Analysis of the effects of different regularization methods on model explainability on images.

Who

Jay Gopal (jgopal), Yousef Elgodamy (yelgodam)

Introduction

Deep learning has made tremendous progress ever since the inception of AlexNet, and the field is constantly making improvements to solve problems. Regularization is a technique often utilized by researchers for a variety of reasons, such as to prevent extreme weight values and/or to encourage sparsity in weights. Although it is traditionally acknowledged that regularization has the potential to increase accuracy and other metrics, the effects of regularization on explainability writ large have not been explored extensively. This research undertakes a detailed analysis of the effects of different types of regularization on the explainability of several open-sourced models, as well as a custom-built CNN.

Related Work

Research has been conducted on regularization's ability to increase accuracy. For example, this paper (https://proceedings.neurips.cc/paper/2016/hash/41bfd20a38bb1b0bec75acf0845530a7-Abstract.html) by Wen et al. explores the effects of inducing sparsity (similar to L1 regularization) on models' accuracy. The authors show that regularization can improve performance. As another example, this paper (https://arxiv.org/abs/1712.09936) by Varga et al. argues that regularization of the input gradient can greatly aid in image classification (using accuracy as a metric). However, this area of research often fails to include one critical component: model explainability. The effects of various well-known types of regularization, such as L1 and L2, on interpretability remain under-researched. To date, we are unable to find a paper that focusses on this specific question. Search phrases used by the authors include ["Regularization" + "explainability" + "deep learning"], [Does regularization affect deep learning model explainability?], and ["Regularization" + "interpretability" + "deep learning"].

Data

The dataset for this study will be CIFAR10 (https://www.cs.toronto.edu/~kriz/cifar.html), a publicly available and widely recognized database in deep learning.

Methodology

We will be training a Simple CNN, ResNet50, and VGG19, each under the following three conditions: no regularization, Dropout regularization, and L2 regularization. All off-the-shelf neural networks will have the standard, open-sourced architectures, in addition to the regularization (if applicable). Since these models are too large to train locally, they will be trained on the Ocean State Center for Advanced Resources (OSCAR) provided by Dr. Thomas Serre's lab at Brown University's Carney Institute for Brain Science.

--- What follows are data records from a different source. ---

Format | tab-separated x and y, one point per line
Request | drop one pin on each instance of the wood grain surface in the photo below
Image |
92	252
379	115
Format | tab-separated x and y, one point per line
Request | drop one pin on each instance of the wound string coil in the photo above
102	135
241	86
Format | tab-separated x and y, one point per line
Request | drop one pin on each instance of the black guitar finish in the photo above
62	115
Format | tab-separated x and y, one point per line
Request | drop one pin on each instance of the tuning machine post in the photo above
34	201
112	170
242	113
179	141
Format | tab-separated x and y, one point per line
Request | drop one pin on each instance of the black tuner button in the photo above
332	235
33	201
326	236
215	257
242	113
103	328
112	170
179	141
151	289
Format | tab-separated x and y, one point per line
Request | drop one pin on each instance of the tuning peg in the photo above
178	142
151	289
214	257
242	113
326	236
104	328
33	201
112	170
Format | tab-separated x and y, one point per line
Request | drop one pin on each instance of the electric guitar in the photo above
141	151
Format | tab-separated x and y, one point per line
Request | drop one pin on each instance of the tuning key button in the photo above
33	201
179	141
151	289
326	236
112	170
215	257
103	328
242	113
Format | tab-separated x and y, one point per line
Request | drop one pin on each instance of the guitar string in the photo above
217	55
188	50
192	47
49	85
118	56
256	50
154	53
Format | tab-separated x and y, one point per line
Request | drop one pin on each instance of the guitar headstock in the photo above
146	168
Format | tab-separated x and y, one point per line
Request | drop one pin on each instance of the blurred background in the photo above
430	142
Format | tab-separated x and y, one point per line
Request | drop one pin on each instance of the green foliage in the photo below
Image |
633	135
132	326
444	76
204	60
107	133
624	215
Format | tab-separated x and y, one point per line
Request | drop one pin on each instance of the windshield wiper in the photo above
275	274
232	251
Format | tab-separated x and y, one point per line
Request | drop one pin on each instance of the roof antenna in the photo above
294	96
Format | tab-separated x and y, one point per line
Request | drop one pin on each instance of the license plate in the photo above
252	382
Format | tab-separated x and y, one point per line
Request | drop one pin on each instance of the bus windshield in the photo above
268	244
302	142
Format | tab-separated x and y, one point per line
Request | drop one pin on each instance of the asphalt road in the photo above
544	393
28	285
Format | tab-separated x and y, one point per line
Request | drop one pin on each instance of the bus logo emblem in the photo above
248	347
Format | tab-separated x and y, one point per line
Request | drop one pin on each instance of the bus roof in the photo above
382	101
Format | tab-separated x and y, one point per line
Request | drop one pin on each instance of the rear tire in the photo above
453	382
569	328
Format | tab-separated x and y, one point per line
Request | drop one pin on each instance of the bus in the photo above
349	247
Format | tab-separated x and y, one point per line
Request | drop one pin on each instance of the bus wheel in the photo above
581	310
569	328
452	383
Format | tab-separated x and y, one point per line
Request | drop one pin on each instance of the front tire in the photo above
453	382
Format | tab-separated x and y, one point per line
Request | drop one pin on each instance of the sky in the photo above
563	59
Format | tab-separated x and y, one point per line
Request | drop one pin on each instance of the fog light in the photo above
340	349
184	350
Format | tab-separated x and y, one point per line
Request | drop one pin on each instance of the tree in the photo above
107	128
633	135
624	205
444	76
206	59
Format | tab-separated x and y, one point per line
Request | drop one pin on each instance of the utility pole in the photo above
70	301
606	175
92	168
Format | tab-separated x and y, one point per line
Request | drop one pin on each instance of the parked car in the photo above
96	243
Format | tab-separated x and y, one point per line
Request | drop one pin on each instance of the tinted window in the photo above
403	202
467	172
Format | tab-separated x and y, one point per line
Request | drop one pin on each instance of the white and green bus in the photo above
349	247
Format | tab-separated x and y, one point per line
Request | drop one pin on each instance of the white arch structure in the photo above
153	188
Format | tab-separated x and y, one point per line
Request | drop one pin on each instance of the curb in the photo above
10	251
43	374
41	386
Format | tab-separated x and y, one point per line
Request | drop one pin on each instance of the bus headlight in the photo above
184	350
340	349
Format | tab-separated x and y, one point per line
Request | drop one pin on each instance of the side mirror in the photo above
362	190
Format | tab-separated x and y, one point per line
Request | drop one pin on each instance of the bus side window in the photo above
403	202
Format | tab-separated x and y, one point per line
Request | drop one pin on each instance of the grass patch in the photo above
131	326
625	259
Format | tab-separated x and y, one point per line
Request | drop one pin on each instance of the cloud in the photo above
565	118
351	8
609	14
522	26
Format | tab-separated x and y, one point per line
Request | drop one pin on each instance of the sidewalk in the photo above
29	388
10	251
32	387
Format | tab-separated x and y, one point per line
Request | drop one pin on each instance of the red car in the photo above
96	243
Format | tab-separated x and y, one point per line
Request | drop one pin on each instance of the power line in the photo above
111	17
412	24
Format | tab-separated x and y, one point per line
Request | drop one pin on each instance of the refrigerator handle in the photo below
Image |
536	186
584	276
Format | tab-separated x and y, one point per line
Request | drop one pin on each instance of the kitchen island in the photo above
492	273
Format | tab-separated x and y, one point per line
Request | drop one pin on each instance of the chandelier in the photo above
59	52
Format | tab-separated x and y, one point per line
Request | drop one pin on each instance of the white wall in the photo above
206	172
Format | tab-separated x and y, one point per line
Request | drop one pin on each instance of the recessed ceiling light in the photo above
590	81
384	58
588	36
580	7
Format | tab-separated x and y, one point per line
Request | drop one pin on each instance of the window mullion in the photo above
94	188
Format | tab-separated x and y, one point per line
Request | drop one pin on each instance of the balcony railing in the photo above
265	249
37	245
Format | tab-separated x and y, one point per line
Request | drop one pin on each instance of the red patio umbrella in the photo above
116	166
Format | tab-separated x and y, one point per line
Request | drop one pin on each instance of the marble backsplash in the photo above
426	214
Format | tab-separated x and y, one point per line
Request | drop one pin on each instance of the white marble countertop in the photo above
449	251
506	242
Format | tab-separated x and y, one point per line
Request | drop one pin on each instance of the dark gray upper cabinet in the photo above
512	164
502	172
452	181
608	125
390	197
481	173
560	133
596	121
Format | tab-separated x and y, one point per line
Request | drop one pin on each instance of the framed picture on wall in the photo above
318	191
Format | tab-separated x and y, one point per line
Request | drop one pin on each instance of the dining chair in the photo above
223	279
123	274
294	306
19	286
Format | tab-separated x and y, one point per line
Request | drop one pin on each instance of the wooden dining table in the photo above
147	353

Models will be trained using PyTorch.

This design would result in various different trained models, one for each combination of architecture and regularization. Once the models are trained, a thorough explainability analysis will be performed. Specifically, images will be generated via gradient ascent to detail how to maximally active select neurons in order to explain "what" each model is looking for. Additionally, heat maps will be created that illustrate "where" the model is looking. Combining the "what" and the "where" should give us an ability to conceptualize the "how," bringing us a step towards fully explaining what each model is "thinking." Once this process is done for all trained models, comparative analysis will ensue, in which we compare the explainability of each model with respect to regularization. Our hypothesis is that L2 regularization will increase explainability because it forces the model to avoid extreme weight values. However, dropout could either increase or decrease explainability because it is hypothesized to force redundancy. This means that we believe that there may be an adversarial relationship between explainability and accuracy.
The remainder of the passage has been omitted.